Who'll Save Alfie Atkins?
- Author: Gunilla Bergström
- Original title: Vem räddar Alfons Åberg?
- Translator: Robert Swindells
- Illustrator: Gunilla Bergström
- Cover artist: Gunilla Bergström
- Language: Swedish
- Series: Alfie Atkins
- Genre: children
- Published: 1976
- Publisher: Rabén & Sjögren
- Publication place: Sweden
- Published in English: 1979
- Preceded by: Alfie and His Secret Friend (1976)
- Followed by: You're a Sly One, Alfie Atkins! (1977)

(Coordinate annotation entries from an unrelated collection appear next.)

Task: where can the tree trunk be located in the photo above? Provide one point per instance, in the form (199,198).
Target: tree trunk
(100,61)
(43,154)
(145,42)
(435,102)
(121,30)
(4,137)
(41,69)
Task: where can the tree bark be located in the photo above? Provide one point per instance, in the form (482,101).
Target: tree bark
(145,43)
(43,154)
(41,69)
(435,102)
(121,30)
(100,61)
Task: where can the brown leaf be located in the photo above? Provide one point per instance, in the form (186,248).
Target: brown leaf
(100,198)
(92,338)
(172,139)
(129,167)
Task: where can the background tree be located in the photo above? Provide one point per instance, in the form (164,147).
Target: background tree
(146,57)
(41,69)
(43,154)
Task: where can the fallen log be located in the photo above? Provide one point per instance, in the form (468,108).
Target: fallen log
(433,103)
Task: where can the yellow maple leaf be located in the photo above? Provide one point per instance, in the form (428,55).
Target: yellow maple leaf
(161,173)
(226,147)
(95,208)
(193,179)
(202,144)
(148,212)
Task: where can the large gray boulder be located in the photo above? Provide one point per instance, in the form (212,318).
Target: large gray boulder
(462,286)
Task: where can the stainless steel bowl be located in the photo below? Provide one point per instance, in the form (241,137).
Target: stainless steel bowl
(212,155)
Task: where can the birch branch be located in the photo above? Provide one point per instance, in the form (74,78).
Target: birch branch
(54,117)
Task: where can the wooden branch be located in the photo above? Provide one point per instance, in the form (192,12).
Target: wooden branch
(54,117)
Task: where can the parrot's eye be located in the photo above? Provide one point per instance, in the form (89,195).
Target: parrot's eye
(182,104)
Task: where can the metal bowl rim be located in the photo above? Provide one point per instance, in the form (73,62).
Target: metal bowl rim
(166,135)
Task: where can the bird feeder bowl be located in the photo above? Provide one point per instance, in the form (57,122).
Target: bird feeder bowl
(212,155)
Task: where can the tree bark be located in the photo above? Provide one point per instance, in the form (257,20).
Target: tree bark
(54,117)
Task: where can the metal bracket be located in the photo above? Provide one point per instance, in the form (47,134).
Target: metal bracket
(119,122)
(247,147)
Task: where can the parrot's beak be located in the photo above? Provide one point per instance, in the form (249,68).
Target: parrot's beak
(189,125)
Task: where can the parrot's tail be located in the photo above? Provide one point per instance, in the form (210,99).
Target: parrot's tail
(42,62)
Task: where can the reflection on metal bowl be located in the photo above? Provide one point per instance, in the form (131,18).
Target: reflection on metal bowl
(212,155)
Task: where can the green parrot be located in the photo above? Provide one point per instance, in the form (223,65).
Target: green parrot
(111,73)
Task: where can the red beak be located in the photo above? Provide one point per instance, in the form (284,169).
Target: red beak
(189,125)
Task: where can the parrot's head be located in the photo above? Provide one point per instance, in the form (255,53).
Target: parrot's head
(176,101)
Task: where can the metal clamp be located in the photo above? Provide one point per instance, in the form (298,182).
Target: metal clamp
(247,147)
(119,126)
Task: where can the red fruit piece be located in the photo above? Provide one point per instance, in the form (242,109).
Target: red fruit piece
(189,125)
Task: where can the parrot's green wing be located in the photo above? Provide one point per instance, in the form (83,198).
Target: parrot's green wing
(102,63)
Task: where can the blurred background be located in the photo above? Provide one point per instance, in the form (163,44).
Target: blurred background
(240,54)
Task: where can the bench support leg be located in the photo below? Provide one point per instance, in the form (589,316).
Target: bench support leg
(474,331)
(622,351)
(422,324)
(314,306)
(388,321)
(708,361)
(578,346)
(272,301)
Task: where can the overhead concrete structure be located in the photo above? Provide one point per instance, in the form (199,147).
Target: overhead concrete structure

= Who'll Save Alfie Atkins? =

1976 children's book by Gunilla Bergström

Who'll Save Alfie Atkins? (Vem räddar Alfons Åberg?) is a 1976 children's book by Gunilla Bergström. Translated by Robert Swindells, it was published in English in 1979. As an episode of the animated TV series it originally aired over SVT on 13 January 1981. The theme is friends, imaginary and real ones.

==Book cover==
The book cover depicts Victor holding Alfie, while an older guy sprays down the jackets using waterguns.

==Plot==
Alfie Atkins sits alone inside the flat where he lives, feeling lonely. He has just moved to a new place and doesn't know the children living there. Sometimes he's visited by his imaginary friend Malcolm When they play together, Alfie is always allowed to be train driver when they play train, and if Alfie drops a plate, Alfie blames it on Malcolm and Malcolm doesn't get angry. Malcolm can change size becoming larger and beat up older guys within a row. He can also save three older guys in a while from a burning house. The only problem is that Malcolm isn't there when needed as when older guys chase Alfie, spraying down his jacket with waterguns.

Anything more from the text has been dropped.